Pai de Danilo (24 anos), Wellington (23) e Michele (22); avô da Yasmin (1 ano) e do Gabriel (2 meses), Cafu é o recordista de jogos pela Seleção Brasileira, com 148 partidas. Fez parte das equipes vencedoras de 1994 e 2002, e das que disputaram as Copas de 1998 e 2006. É o único jogador na história do futebol a ter entrado em campo em três finais de Copa. Em 1994, foi eleito pelo jornal uruguaio El País o melhor jogador da América.
Antes de se firmar como jogador profissional, Cafu passou por nove -peneiras- - seleção de jovens promovida pelos clubes - sem sucesso. Na Copa de 2002, foi o capitão do Brasil e imortalizou o amor à esposa, proclamando: -Regina, eu te amo!-. Na camisa, escreveu a frase -100% Jardim Irene-, lembrando e imortalizando o bairro onde nasceu.

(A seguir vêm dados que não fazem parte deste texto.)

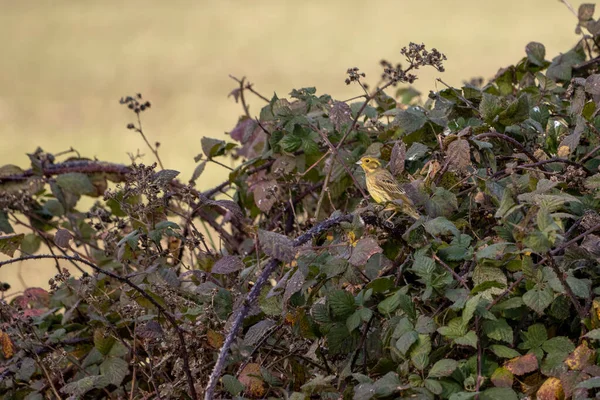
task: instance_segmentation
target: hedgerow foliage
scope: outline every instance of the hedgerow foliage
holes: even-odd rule
[[[0,251],[11,259],[0,268],[50,258],[58,274],[50,291],[1,303],[0,394],[593,397],[593,11],[581,6],[582,39],[551,61],[532,42],[490,82],[426,97],[397,88],[419,67],[443,71],[445,56],[416,44],[402,64],[382,62],[373,90],[348,70],[364,92],[353,100],[314,88],[266,99],[237,80],[244,115],[231,141],[202,139],[188,181],[149,144],[141,95],[122,99],[136,118],[128,128],[160,166],[38,149],[30,169],[2,167]],[[257,117],[253,95],[265,101]],[[389,162],[422,218],[387,221],[355,165],[364,155]],[[195,189],[207,163],[229,158],[238,166],[226,182]]]

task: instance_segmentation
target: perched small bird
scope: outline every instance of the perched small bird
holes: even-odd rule
[[[367,190],[377,203],[391,203],[386,209],[400,210],[406,215],[419,219],[421,215],[413,202],[406,196],[394,176],[381,166],[381,161],[373,157],[363,157],[356,164],[365,171]],[[396,215],[392,214],[388,221]]]

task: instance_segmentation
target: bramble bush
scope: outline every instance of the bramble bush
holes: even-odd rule
[[[315,88],[267,99],[236,79],[244,114],[230,141],[201,140],[189,180],[142,130],[141,95],[121,102],[157,163],[38,149],[29,169],[0,168],[0,268],[57,269],[49,291],[0,303],[0,394],[598,396],[593,14],[580,7],[581,39],[551,61],[532,42],[490,82],[427,96],[398,85],[445,56],[412,43],[375,89],[349,69],[363,94],[348,101]],[[364,155],[388,163],[422,218],[387,221],[355,165]],[[195,188],[230,158],[227,181]]]

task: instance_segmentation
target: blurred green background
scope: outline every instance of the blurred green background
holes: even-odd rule
[[[583,1],[571,1],[575,9]],[[125,129],[134,115],[119,98],[140,92],[152,102],[142,114],[151,142],[161,142],[167,168],[187,181],[202,136],[223,137],[241,113],[228,93],[246,76],[266,97],[316,86],[343,100],[359,67],[374,84],[379,60],[403,61],[410,41],[446,54],[446,72],[419,71],[426,95],[435,78],[460,85],[492,77],[538,41],[546,58],[579,39],[576,18],[558,0],[304,1],[31,1],[0,0],[0,165],[28,166],[26,152],[75,148],[82,156],[127,163],[139,135]],[[261,100],[248,96],[257,114]],[[226,171],[209,166],[208,188]],[[21,288],[46,286],[50,264],[10,265],[0,279]]]

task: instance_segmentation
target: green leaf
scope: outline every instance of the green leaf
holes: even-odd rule
[[[490,350],[500,358],[515,358],[519,357],[521,353],[510,347],[502,346],[500,344],[493,344],[490,346]]]
[[[287,236],[259,229],[258,240],[265,254],[277,260],[292,262],[296,256],[294,244]]]
[[[223,386],[225,390],[229,392],[232,396],[237,396],[244,391],[244,384],[236,379],[233,375],[223,375],[221,378],[221,382],[223,382]]]
[[[496,321],[484,321],[483,333],[490,339],[499,340],[506,343],[513,342],[513,331],[505,319]]]
[[[586,333],[584,336],[587,338],[590,338],[590,339],[600,340],[600,328],[592,329],[591,331]]]
[[[595,9],[595,4],[583,3],[579,5],[579,10],[577,10],[577,18],[579,19],[579,22],[587,22],[592,19]]]
[[[475,331],[469,331],[466,335],[454,339],[454,343],[461,346],[471,346],[477,348],[477,334]]]
[[[352,313],[352,315],[350,315],[346,320],[346,328],[348,328],[348,331],[352,332],[360,326],[362,322],[360,311],[361,310],[354,311],[354,313]]]
[[[450,376],[456,368],[458,368],[458,361],[445,358],[433,364],[433,367],[429,370],[428,376],[430,378]]]
[[[174,169],[163,169],[152,175],[152,182],[160,188],[169,185],[179,175]]]
[[[542,324],[534,324],[527,328],[526,332],[522,333],[524,341],[519,346],[524,349],[534,349],[541,347],[546,340],[548,340],[548,333],[546,327]]]
[[[573,66],[585,61],[585,54],[581,50],[573,49],[565,54],[560,54],[552,60],[546,71],[546,76],[555,81],[571,80]]]
[[[362,267],[367,263],[369,258],[381,252],[383,252],[383,249],[379,247],[375,238],[363,237],[352,248],[352,255],[348,262],[356,267]]]
[[[327,303],[333,315],[347,318],[356,310],[354,296],[345,290],[335,290],[327,296]]]
[[[6,212],[3,210],[0,210],[0,232],[4,232],[4,233],[14,233],[15,232],[12,225],[8,221],[8,214],[6,214]]]
[[[496,116],[502,112],[502,109],[503,107],[499,97],[490,93],[483,93],[481,103],[479,104],[479,112],[481,113],[481,118],[483,118],[486,123],[493,123]]]
[[[402,382],[395,372],[388,372],[373,383],[373,389],[377,397],[388,397],[396,393],[402,386]]]
[[[406,151],[406,161],[416,161],[429,153],[429,147],[425,146],[422,143],[415,142],[413,143],[409,149]]]
[[[302,138],[294,134],[288,134],[279,141],[279,145],[284,152],[293,153],[302,146]]]
[[[110,381],[103,375],[85,376],[75,382],[70,382],[63,386],[61,393],[70,394],[72,396],[83,396],[93,389],[102,389],[110,385]]]
[[[214,263],[213,274],[231,274],[244,268],[244,263],[237,256],[223,256]]]
[[[63,190],[75,195],[90,194],[95,192],[94,185],[87,175],[80,172],[69,172],[56,177],[56,183]]]
[[[225,154],[226,143],[223,140],[203,137],[200,144],[204,155],[208,159]]]
[[[455,339],[464,336],[467,333],[467,327],[463,323],[463,319],[458,317],[451,319],[447,326],[442,326],[437,331],[442,336]]]
[[[490,388],[479,395],[480,400],[518,400],[519,397],[510,388]]]
[[[600,388],[600,376],[595,376],[593,378],[586,379],[585,381],[578,383],[576,388],[578,388],[578,389]]]
[[[572,352],[575,350],[573,342],[565,336],[555,336],[552,339],[548,339],[542,344],[542,350],[546,353],[562,353]]]
[[[425,379],[423,381],[425,388],[435,395],[440,395],[444,391],[441,383],[434,379]]]
[[[523,302],[533,311],[542,314],[546,307],[554,300],[554,292],[549,287],[535,285],[533,289],[523,295]]]
[[[425,231],[432,236],[454,235],[458,236],[460,231],[445,217],[430,219],[423,224]]]
[[[122,358],[108,357],[100,364],[100,373],[108,378],[111,384],[119,386],[129,374],[129,363]]]
[[[410,350],[411,346],[419,340],[419,333],[417,331],[405,332],[402,336],[396,340],[396,349],[398,349],[403,355]]]
[[[417,108],[410,107],[407,110],[398,112],[392,124],[400,128],[406,136],[421,129],[425,122],[427,122],[425,113]]]
[[[35,254],[42,244],[42,238],[34,233],[28,233],[21,242],[21,251],[25,254]]]
[[[423,371],[429,365],[429,353],[431,353],[431,338],[429,335],[419,335],[419,340],[410,351],[410,361],[415,368]]]
[[[377,310],[384,314],[390,315],[400,305],[400,292],[395,292],[377,305]]]
[[[0,236],[0,252],[12,257],[15,251],[21,246],[25,235],[19,233],[18,235],[11,236]]]
[[[538,67],[544,66],[544,58],[546,57],[546,48],[543,44],[538,42],[529,42],[525,46],[525,53],[527,53],[527,59],[530,63],[537,65]]]
[[[327,332],[327,344],[332,355],[343,354],[352,351],[355,340],[346,324],[335,324]]]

Ao falar da realização da Copa do Mundo no Brasil, Cafu se emociona. -Ah, vai ser fantástica! Olha, pena que a idade já passou, meu timing já deu, se não eu disputaria a Copa do Mundo em nosso país. Para quem disputou quatro Copas, participar de uma aqui no nosso glorioso país ia ser uma coisa maravilhosa. O Brasil hoje tem capacidade e vai fazer uma das Copas jamais vistas por todo o mundo. Muita gente está criticando, falando da nossa infraestrutura, do nosso país... Você vai ver. Nós vamos fazer uma Copa do Mundo da qual todos vão sair do Brasil elogiando. Se vai ganhar ou não é outro discurso, mas que vamos fazer uma Copa do Mundo fantástica, vamos!-
Segundo ele, a Copa vai coroar a imagem do Brasil como o país do futebol, do samba, do carnaval. -Um país completo! O Brasil é um país completo! Nós temos tudo! E quando se fala de futebol, carnaval e samba, e agora Copa do Mundo, coisa que não vemos há 50 anos, então eu acho que a sinergia dessa Copa veio no momento certo. Vem num momento em que o Brasil está numa ascensão muito boa e o povo está confiante em relação a nosso país. Essa Copa do Mundo vai deixar não só os estrangeiros, mas o povo brasileiro muito feliz-, analisa.
Cafu contabiliza, também, a elevação do nível de conhecimento do povo, que procura se especializar para receber os turistas. -Isso tudo é o legado da Copa do Mundo. A infraestrutura dos nossos aeroportos e do transporte está melhorando, o serviço de saúde também, nossos estádios estão ficando maravilhosos. A Copa do Mundo vai acabar, mas isso vai ficar para nós, brasileiros. É disso que o povo brasileiro tem que se conscientizar. Que a Copa do Mundo não é da Fifa, não é do estrangeiro; a Copa do Mundo é do Brasil, é nossa. Somos nós que vamos usufruir disso tudo. Então, o legado que vai ficar é muito maior do que o prejuízo que pode ter uma Copa do Mundo no país-, comenta.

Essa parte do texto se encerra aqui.